I want to make it clear that I’m not saying the solution is to make PMC academic spaces more accessible to ain’t-sayers.2 What I actually think is that rich people don’t deserve to frame them(our?)selves as having a monopoly on intelligence, because they (we?) don’t. As my buddy Phil often says, “intelligence isn’t rare.” I am really coming to believe, though, that a lot of what the PMC takes to be “intelligence” is soft skills, mostly just upper-class carriage and motifs. It’s MLA format, it’s knowing how to sound insightful but not dickish at an office cocktail party. I really, really don’t think it’s a terrribly worthwhile end to teach ain’t-sayers these things, or anyone else.

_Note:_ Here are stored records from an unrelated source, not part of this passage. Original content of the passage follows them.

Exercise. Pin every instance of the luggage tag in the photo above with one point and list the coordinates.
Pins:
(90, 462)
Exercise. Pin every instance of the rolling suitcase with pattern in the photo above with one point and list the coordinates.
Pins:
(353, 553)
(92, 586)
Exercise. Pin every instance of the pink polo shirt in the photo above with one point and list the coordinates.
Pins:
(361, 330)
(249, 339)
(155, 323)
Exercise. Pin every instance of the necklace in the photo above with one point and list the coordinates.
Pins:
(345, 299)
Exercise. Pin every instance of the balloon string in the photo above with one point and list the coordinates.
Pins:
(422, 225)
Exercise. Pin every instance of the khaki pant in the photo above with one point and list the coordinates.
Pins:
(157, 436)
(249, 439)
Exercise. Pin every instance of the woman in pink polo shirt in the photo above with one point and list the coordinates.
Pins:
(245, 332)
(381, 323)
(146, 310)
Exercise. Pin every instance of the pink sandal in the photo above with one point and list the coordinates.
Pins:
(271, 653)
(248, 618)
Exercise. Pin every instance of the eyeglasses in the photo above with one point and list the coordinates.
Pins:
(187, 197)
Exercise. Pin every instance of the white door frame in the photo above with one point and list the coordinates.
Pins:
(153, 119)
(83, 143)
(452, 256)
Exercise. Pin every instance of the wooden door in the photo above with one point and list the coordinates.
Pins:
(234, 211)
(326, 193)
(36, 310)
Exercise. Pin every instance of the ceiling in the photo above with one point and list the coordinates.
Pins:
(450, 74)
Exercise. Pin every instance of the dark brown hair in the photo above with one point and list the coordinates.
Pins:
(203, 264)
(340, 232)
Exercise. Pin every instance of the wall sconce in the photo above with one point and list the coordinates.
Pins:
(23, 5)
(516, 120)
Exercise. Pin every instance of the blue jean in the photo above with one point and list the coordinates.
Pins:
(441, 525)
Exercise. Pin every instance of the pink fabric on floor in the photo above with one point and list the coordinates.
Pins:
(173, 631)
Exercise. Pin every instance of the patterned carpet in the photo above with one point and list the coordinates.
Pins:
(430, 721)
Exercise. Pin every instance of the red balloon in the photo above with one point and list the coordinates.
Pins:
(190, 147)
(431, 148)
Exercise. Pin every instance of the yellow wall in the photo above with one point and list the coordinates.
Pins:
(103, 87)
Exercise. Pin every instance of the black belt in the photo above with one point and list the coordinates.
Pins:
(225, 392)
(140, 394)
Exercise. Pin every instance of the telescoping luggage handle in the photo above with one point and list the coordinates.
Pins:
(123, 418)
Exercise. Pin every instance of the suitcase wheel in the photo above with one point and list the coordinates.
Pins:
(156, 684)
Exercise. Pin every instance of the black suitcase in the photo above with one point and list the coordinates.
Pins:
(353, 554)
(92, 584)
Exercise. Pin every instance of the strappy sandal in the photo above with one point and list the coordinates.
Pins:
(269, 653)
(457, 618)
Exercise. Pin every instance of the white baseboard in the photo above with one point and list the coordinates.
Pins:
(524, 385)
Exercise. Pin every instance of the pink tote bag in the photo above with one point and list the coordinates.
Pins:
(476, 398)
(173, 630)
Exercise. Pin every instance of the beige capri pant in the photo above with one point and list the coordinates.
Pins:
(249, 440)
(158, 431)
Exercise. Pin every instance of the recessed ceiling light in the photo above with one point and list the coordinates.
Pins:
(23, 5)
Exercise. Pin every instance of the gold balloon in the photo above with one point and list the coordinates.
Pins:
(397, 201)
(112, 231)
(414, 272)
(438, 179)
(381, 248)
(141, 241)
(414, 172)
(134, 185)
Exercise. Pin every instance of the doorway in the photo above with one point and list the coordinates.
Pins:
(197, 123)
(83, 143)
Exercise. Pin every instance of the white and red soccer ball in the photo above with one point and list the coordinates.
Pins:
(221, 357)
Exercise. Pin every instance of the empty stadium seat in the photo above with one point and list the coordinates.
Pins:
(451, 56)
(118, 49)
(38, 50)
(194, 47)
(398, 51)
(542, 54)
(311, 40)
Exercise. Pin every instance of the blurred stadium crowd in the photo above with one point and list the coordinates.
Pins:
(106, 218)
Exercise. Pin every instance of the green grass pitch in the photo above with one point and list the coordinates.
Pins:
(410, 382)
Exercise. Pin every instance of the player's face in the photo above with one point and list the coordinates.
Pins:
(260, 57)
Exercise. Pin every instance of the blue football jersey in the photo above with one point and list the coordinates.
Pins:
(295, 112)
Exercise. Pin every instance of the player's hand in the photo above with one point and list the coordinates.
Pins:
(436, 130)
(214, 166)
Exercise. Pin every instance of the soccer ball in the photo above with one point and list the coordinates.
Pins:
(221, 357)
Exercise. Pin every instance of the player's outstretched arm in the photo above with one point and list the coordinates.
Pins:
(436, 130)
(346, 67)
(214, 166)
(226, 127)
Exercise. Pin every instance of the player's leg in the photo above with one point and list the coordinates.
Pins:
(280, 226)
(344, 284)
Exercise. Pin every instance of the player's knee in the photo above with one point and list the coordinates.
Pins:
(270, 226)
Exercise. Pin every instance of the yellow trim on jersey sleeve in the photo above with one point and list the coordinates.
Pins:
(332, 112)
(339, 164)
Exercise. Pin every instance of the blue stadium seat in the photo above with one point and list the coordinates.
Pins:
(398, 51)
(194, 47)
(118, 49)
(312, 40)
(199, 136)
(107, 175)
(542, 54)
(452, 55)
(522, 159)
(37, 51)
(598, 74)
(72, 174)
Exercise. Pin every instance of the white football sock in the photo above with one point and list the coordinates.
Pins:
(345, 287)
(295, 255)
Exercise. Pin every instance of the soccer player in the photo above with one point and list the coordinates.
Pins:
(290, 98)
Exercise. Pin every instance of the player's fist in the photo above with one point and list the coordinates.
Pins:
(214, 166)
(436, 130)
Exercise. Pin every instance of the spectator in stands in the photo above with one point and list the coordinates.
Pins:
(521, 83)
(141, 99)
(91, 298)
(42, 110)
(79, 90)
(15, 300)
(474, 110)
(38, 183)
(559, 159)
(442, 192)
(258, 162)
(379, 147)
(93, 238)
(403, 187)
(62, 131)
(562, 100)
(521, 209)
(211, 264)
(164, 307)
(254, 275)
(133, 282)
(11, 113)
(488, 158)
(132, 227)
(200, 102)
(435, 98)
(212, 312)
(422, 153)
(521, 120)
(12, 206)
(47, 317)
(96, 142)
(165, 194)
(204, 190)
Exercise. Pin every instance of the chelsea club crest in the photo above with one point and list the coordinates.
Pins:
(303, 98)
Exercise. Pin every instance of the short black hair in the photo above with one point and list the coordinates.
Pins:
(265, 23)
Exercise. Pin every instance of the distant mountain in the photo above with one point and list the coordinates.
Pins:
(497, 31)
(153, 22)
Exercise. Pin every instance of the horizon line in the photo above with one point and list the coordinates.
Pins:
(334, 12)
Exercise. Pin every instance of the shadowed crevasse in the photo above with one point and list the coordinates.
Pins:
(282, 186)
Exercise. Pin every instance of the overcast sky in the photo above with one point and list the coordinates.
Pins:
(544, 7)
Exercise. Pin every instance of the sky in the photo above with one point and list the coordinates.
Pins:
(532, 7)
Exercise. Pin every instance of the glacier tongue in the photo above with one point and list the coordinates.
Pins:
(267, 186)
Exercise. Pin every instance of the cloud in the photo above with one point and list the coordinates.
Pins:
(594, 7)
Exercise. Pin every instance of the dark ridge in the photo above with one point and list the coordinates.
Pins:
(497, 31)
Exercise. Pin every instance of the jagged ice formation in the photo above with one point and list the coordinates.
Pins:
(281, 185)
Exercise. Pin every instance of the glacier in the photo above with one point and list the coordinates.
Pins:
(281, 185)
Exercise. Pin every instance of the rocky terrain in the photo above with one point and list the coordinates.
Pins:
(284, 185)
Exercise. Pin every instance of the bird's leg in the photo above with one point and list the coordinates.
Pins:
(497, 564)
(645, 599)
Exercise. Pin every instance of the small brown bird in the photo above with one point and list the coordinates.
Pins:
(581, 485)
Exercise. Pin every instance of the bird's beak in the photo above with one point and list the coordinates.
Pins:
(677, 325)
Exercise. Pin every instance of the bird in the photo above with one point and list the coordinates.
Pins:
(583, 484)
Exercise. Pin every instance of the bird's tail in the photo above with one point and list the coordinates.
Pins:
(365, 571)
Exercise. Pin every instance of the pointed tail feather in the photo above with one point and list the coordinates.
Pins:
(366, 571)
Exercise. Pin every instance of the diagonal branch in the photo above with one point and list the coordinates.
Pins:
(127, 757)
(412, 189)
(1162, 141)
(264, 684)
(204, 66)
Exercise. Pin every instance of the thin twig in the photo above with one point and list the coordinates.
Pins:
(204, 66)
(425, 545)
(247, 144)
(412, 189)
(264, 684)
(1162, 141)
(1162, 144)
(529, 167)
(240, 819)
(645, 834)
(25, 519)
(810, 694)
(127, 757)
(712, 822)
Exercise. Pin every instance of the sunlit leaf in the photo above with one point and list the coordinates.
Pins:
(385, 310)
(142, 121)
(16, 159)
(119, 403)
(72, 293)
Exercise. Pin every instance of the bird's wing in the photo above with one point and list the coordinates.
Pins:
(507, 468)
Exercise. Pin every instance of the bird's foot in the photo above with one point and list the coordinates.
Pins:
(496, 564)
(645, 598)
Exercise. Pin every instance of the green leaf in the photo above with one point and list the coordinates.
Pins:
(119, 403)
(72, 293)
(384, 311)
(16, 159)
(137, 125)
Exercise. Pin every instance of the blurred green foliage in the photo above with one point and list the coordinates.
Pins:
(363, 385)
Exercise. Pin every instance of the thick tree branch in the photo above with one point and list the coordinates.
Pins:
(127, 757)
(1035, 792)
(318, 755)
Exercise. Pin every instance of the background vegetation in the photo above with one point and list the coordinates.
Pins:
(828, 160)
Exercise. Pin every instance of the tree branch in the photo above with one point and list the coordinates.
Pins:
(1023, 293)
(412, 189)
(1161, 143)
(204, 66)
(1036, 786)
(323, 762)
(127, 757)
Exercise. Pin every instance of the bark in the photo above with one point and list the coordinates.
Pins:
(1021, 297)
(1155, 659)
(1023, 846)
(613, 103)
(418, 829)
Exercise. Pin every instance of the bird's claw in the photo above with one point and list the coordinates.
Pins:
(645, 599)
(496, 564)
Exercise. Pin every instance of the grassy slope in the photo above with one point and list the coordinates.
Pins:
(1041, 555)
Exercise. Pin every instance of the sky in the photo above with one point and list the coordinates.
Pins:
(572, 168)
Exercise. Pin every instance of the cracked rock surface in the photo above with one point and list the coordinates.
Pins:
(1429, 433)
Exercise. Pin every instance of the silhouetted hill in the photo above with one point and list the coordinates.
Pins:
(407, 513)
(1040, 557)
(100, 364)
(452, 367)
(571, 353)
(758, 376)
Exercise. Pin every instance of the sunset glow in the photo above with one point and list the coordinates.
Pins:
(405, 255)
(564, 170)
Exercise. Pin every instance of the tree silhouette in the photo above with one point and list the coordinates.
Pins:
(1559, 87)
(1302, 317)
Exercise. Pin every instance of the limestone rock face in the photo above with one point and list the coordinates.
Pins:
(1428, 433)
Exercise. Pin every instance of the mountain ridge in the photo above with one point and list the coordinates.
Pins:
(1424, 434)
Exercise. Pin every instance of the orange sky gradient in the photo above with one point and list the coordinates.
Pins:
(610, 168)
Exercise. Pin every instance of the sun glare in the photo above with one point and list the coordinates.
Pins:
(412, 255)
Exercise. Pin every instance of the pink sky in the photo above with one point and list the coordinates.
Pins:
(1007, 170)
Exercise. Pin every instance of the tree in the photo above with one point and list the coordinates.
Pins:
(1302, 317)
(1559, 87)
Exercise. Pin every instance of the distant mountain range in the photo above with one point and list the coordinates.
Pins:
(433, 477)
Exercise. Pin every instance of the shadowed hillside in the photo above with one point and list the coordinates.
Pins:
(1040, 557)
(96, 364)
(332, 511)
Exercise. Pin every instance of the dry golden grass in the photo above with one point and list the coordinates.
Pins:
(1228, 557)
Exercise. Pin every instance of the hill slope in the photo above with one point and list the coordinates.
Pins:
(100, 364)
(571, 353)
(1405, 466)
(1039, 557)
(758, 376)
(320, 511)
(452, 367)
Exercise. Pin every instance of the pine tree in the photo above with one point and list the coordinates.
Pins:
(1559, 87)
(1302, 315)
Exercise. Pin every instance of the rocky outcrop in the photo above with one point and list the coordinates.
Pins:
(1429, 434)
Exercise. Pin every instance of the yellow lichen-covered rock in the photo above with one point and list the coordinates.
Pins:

I think it’s much more worthwhile for rich people to give a shit what poor people have to say, whether or not those poor people look and sound poor, whether or not they want to get a four-year degree. I think rich people—ESPECIALLY academics—could really benefit from the understanding that a person can both work construction AND understand abstract algebra, can say “ain’t” while they learn Attic Greek. An understanding like that would help keep the overeducated from becoming condescending assholes to the rest of us. And that could help us on our way to being curious about each other across class differences. And (not to be too idealistic about it) that’s what we need if we are to have any chance at a better future. Of course, people much smarter than me have been working on this project for seemingly as long as there have been rich people and poor people, and unfortunately, this is how far we have come. I hope we can go farther. Probably I would have a better time at parties.
I’m not sure where this idea comes from, so I can’t cite it or contend with it directly. If I’m being generous, I expect that in its original form it names something real: if you work with your hands instead of concepts, those are the skills that you will hone. And I definitely agree with that; I would pay to see an insurance agent try to work the dish pit at Sunday brunch, for example. But the way I’ve heard this idea deployed sounds a lot more like “So you see, poor people have their own special intelligence, which is not like our intelligence, but it’s actually not as useless as you would think.”
Of course a good education should be accessible to anyone who wants one, but not everyone should have to want one, and a comfortable life should be an option without one. And I actually think a robust life of the mind is completely distinct from a formal education, but more on that some other time.